India Economy

Fiscal situation not as alarming as it appears

Aditi Nayar | Updated on January 15, 2018 Published on November 13, 2016

Excessive defiicit in the first half can be offset by equivalent expenditure cuts in the second

The Union Budget for FY2017 had projected a small decline in the Government of India’s (GoI’s) fiscal deficit to ₹5,339 billion in the current year, from ₹5,351 billion in FY2016, according to the Revised Estimates (RE) for that year.

Since absolute numbers are often difficult to put into context, the fiscal deficit is usually measured relative to the size of the economy, to assess the size of the fiscal gap across countries and over periods of time.

When seen through the lens of this metric, the GoI’s fiscal deficit was forecast to correct to 3.5 per cent in the Budget Estimates (BE) for FY-2017 from 3.9 per cent in the previous year.

The extent of fiscal consolidation being attempted is even more ambitious, given the revision in pay scales, following the recommendations of the Seventh Central Pay Commission (SCPC), the cost of which is estimated at around 0.4 per cent of GDP.

A skewed first half

We now have access to fiscal data for the first half of FY2017, a good juncture to evaluate whether trends are evolving in line with the budgeted targets.

The GoI’s fiscal deficit printed at ₹4,480 billion in H1 FY2017, 18.3 per cent higher than the level in H1 FY2016. Moreover, a significant 84 per cent of the FY2017 BE for the fiscal deficit had been appropriated in the first six months of the fiscal, comparable to the 83 per cent in H1 FY2015 and considerably inferior to the 68 per cent recorded in H1 FY2016.

With limited headroom for the second half of the year, the fiscal situation is far from comfortable.
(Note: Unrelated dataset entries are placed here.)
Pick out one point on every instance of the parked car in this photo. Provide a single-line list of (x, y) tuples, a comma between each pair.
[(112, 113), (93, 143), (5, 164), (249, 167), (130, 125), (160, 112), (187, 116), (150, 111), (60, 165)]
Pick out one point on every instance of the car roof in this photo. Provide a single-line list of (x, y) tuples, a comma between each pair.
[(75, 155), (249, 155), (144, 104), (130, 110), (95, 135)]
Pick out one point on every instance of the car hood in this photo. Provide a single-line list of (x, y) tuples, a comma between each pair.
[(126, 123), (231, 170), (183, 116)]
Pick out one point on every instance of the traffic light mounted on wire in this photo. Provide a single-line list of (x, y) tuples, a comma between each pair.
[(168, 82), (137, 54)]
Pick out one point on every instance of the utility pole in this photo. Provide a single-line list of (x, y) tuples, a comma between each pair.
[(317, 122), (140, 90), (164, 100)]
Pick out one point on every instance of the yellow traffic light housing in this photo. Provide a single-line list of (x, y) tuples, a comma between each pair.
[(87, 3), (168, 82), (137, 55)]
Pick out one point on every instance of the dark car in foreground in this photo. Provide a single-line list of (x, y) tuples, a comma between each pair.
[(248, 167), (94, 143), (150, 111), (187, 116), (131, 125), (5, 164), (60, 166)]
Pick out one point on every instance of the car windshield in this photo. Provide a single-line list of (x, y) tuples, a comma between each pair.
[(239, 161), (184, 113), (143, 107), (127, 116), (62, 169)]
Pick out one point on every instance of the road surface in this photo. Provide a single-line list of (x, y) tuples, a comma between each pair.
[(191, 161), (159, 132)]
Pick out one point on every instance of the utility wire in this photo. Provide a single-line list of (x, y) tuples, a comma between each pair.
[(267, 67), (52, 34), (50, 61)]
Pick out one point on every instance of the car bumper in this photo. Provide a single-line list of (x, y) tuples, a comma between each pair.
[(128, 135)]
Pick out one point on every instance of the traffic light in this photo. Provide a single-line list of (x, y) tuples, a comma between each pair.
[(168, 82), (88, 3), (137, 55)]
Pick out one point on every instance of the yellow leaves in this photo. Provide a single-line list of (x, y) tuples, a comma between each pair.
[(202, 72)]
However, mid-year assessments often appear more alarming than the reality, as several revenue streams are disproportionately higher in the second half of the year.

For instance, only 40 per cent of the gross tax collections of the GoI have accrued in the first half of the fiscal over the recent years. In H1 FY2017, the GoI’s gross tax revenues expanded by 17 per cent, faster than the 12 per cent growth envisaged in FY2017 BE.

This benefited from factors such as the up-fronting of the payment schedule for advance tax on personal income tax as well as the impact of excise hikes on petrol and diesel undertaken in November 2015-January 2016, the impact of which would fade in H2. However, as consumption ratchets up following the pay revision and the kharif harvest, direct and indirect taxes are likely to record some buoyancy.

Moreover, with income in excess of ₹650 billion having been declared under the income disclosure scheme, 45 per cent of this amount has to be remitted to the GoI in the form of tax, surcharge and penalty in three tranches (25 per cent each by the end of November 2016 and March 2017, and the balance by September 2017), which would boost the GoI’s direct tax collections.

Non-tax revenues

Additionally, the withdrawal of legal tender status for the existing currency notes in the denominations of ₹500 and ₹1,000 may help to bring forth previously unaccounted for income into the formal channels, which would provide some boost to the GoI’s tax collections.

The non-tax revenues and disinvestment inflows accumulated up to September 2016 are also not representative of the likely full year trends. Following the conclusion of the telecom spectrum auction, an upfront payment of around ₹320 billion would flow to the GoI during October 2016.

Although this amount is lower than what was budgeted for FY2017, the GoI may well choose to re-auction some of the unsold spectrum to raise additional funds.

A limited ₹60 billion was raised during H1 FY2017, as compared to the budget targets of raising ₹360 billion as receipts from disinvestment of the GoI’s stake in PSUs and ₹205 billion from strategic divestment.

Benefiting from buybacks of the GoI’s stake in various PSUs, the aggregate inflows have risen appreciably to ₹214 billion by the end of October 2016. Moreover, the sale of the GoI’s stake in SUUTI could garner substantial funds in the remainder of the year.

Notably, revenue expenditure rose by 14.1 per cent in H1 FY2017, higher than the 12.5 per cent growth targeted in the BE for FY2017, partly on account of the up-fronting of food subsidy expenditure.

The cost of the SCPC in the current fiscal to be borne by the Union Budget is estimated at ₹600 billion, which does not appear to have been fully budgeted for in the BE for FY2017.

The quality of the fiscal deficit as well as the growth impulses will be influenced by the nature of the expenditure cuts — whether they are instituted on the revenue or the capital spending.